Tuesday, October 25, 2005

"But...but we're still learning..."

File this under the "Inexcusable Behavior" category.

Under the Patriot Act and its progeny, the intelligence gathering mechanisms of the federal government have been given broad powers to spy on people residing in the US. Those of us who screamed about the violation of Constitutional guarantees were told to chill out, the government would never abuse these new powers.

Yeah, right!

Yesterday's Washington Post and today's NY Times report on just such problems.

Civil rights advocates called on Monday for Congress to increase its oversight of the Federal Bureau of Investigation's surveillance of suspects in intelligence investigations, in light of newly disclosed records indicating that the F.B.I. had violated the law.

But the bureau defended its record, saying it had been diligent in policing itself and in correcting lapses that it considered to be largely technical and procedural.

The debate was prompted by a set of internal F.B.I. documents made public on Monday that disclosed at least a dozen violations of federal law or bureau policy from 2002 to 2004 in the handling of surveillance and investigative matters. ...

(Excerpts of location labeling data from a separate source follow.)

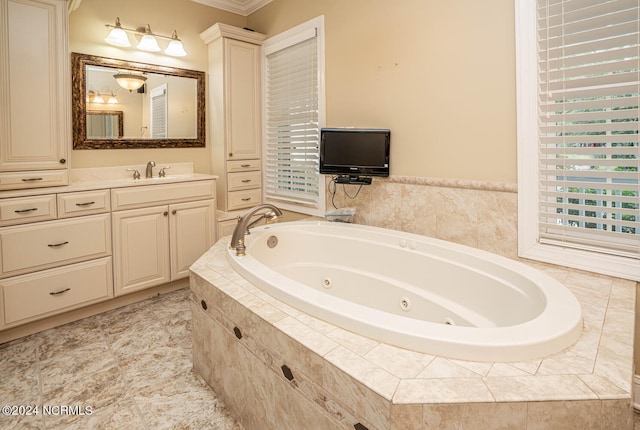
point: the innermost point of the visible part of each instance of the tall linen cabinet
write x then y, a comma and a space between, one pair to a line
34, 94
234, 114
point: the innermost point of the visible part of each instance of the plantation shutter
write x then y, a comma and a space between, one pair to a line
292, 117
588, 53
159, 112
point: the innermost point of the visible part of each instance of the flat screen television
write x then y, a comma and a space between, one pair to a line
352, 153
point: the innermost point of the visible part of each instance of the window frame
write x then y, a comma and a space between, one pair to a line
529, 245
282, 41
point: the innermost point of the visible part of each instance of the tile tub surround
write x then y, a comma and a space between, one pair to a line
341, 379
479, 214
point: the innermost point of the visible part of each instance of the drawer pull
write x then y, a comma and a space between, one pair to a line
55, 245
56, 293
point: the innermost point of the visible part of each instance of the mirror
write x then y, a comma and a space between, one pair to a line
167, 111
105, 124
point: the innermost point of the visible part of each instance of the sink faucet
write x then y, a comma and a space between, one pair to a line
149, 172
271, 214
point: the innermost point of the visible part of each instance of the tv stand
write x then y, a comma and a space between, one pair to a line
356, 180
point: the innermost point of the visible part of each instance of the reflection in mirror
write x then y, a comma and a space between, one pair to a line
167, 110
104, 124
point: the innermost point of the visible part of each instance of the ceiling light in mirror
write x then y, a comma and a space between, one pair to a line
129, 81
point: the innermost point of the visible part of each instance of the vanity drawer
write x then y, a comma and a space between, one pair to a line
244, 181
48, 292
243, 165
53, 243
84, 203
23, 210
151, 195
243, 199
33, 179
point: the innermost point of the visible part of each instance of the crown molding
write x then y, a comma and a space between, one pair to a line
241, 7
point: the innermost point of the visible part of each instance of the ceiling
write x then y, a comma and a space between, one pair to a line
241, 7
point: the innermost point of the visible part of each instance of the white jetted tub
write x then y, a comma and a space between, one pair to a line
413, 291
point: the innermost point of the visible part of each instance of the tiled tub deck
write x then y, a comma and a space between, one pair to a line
277, 368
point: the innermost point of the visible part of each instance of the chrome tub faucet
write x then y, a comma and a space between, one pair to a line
270, 214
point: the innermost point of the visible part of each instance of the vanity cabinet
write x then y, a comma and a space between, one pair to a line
234, 119
52, 266
156, 243
34, 93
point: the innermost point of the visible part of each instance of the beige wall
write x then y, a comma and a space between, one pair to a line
86, 35
439, 73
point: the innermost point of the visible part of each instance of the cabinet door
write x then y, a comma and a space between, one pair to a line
192, 234
141, 248
34, 85
242, 100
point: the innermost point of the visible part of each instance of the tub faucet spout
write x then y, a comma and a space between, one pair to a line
270, 214
149, 172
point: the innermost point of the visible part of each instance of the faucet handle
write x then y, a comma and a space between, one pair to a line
136, 174
162, 172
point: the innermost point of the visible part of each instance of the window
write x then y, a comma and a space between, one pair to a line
293, 115
578, 90
158, 109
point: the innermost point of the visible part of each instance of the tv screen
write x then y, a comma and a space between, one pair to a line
354, 151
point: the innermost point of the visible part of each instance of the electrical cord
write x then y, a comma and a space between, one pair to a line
333, 188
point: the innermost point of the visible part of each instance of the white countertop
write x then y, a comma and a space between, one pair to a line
115, 177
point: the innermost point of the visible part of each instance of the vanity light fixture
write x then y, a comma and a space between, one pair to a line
147, 40
129, 81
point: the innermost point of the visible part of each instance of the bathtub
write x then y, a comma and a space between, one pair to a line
412, 291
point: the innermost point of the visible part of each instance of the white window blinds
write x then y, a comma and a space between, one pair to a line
159, 112
292, 117
588, 90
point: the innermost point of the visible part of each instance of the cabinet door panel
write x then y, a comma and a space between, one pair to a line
192, 233
243, 100
34, 135
141, 238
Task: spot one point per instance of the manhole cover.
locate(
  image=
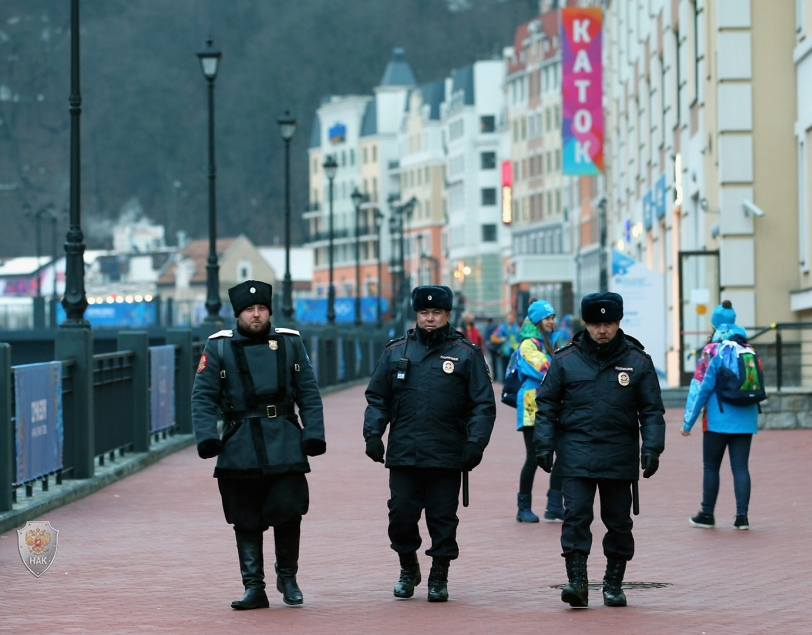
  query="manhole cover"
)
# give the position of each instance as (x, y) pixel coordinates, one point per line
(626, 585)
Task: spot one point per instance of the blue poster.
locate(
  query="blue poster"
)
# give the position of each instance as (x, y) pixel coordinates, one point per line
(38, 420)
(162, 387)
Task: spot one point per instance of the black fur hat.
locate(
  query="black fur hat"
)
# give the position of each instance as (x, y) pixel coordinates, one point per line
(249, 293)
(602, 307)
(432, 297)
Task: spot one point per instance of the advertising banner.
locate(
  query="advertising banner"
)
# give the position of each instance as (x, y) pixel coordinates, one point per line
(38, 429)
(162, 387)
(643, 306)
(582, 90)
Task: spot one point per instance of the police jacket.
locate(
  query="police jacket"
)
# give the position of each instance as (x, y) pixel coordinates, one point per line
(444, 400)
(255, 398)
(595, 403)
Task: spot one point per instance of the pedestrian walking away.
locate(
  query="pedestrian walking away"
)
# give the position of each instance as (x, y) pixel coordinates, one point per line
(725, 424)
(599, 397)
(432, 388)
(253, 376)
(532, 361)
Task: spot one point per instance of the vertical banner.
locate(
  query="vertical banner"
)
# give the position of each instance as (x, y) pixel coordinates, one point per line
(162, 387)
(582, 90)
(38, 414)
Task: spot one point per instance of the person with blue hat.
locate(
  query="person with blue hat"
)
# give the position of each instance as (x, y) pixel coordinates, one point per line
(599, 398)
(432, 389)
(533, 359)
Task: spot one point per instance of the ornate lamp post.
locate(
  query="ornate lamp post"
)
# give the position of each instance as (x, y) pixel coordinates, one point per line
(209, 61)
(357, 199)
(378, 227)
(287, 128)
(330, 166)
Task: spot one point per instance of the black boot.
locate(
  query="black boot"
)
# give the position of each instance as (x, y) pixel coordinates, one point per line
(249, 548)
(612, 590)
(438, 580)
(286, 541)
(409, 575)
(576, 593)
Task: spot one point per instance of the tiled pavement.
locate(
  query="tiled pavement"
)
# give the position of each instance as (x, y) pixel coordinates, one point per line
(152, 553)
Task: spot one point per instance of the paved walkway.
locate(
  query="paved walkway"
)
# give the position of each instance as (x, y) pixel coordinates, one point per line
(152, 554)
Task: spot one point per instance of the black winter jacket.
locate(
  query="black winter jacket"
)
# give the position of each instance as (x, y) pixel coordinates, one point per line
(259, 372)
(445, 400)
(592, 407)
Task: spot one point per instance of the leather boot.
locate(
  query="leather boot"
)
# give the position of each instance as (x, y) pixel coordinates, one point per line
(525, 514)
(613, 594)
(438, 580)
(409, 575)
(286, 543)
(576, 593)
(249, 548)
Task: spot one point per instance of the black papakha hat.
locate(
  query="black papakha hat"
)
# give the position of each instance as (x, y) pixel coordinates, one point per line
(432, 297)
(249, 293)
(602, 307)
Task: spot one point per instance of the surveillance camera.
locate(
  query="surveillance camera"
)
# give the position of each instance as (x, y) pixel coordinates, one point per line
(752, 208)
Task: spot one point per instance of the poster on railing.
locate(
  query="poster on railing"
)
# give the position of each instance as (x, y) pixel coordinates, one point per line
(162, 388)
(38, 429)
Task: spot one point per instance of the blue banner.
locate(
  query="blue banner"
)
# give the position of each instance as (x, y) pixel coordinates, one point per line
(38, 420)
(314, 310)
(162, 387)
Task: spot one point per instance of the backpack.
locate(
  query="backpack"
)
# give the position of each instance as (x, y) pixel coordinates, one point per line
(742, 385)
(513, 381)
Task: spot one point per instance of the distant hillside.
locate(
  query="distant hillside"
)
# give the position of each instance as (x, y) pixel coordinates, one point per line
(144, 114)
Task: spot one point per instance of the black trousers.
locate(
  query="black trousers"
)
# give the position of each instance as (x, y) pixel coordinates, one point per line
(414, 489)
(254, 504)
(616, 504)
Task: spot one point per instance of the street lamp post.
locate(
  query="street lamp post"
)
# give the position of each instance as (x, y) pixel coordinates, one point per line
(287, 128)
(357, 199)
(209, 61)
(330, 167)
(378, 227)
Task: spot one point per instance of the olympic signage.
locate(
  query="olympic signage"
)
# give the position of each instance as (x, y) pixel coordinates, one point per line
(582, 90)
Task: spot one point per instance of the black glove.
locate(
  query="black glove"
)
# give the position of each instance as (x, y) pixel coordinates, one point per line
(209, 448)
(545, 461)
(375, 449)
(471, 456)
(649, 462)
(314, 447)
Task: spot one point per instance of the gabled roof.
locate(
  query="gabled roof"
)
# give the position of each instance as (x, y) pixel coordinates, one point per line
(398, 72)
(463, 79)
(198, 252)
(369, 124)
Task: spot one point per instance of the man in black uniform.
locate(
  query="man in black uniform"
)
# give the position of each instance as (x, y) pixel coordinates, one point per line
(433, 387)
(253, 376)
(600, 395)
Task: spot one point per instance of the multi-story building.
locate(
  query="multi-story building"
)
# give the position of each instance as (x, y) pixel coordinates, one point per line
(703, 164)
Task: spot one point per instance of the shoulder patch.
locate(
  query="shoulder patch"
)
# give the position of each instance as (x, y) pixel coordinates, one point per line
(288, 331)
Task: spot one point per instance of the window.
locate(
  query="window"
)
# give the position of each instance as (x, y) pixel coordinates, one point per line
(489, 196)
(487, 123)
(488, 160)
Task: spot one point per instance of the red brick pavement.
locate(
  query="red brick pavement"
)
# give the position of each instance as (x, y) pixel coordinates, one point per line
(152, 554)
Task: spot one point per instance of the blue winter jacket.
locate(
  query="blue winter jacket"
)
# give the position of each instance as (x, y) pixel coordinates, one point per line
(734, 419)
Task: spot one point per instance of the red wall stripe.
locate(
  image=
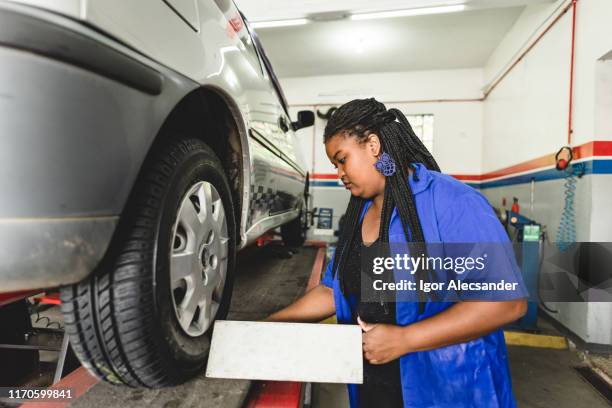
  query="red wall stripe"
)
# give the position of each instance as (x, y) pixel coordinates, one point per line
(583, 151)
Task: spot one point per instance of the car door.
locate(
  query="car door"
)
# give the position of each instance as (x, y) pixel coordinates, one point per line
(278, 177)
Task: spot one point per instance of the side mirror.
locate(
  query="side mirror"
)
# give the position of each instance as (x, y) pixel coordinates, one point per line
(305, 119)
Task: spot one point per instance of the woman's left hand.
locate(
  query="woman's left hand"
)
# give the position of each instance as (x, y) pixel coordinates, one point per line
(382, 342)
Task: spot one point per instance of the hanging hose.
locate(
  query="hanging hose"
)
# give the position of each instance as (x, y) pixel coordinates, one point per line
(566, 234)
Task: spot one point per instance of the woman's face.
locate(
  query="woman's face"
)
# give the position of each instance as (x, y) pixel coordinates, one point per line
(355, 164)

While most of the cases appeared to be related to intelligence and national security investigations in field offices around the country, the bureau blacked out virtually all details about the exact nature of the investigations. The documents were obtained through a public records act request by the Electronic Privacy Information Center, a group that lobbies for greater privacy rights and civil liberties, and were first reported on Monday in The Washington Post.

Officials at the privacy center said the documents suggested abuses of authority by the F.B.I. under the expanded powers granted under the USA Patriot Act, the antiterrorism law that Congress is to consider extending in coming weeks. The privacy group said Congressional oversight committees had never been properly informed of the possible violations, and it called on Congress to exercise greater oversight.
[Emphasis added]

Of course, the FBI had a wonderful excuse just lying around waiting to be used.

It said the lapses cited in the internal reports reflected not an abuse of power, but rather an unfamiliarity by some agents with new protocols on intelligence investigations after the Sept. 11 attacks.

"You have a very steep learning curve," said John Miller, a spokesman for the F.B.I. "The rules changed in midstream, and agents have had to learn how to report these things out and where the lines are. This is probably something that will get better with experience and time, but right now, we're in a period of transition and people are learning."
[Emphasis added]

Sorry, boys, that ain't gonna get it. September 11 did not change the Constitution, last I checked.

And, yes, it's hard work getting trained in new procedures, but it's required when civil rights are involved. Besides, if these cases just involved a few rookie mistakes, then why the heavy-handed editing of the report?

No, the excuses don't fly, nor should a renewal of the Patriot Act. This kind of behavior is inexcusable.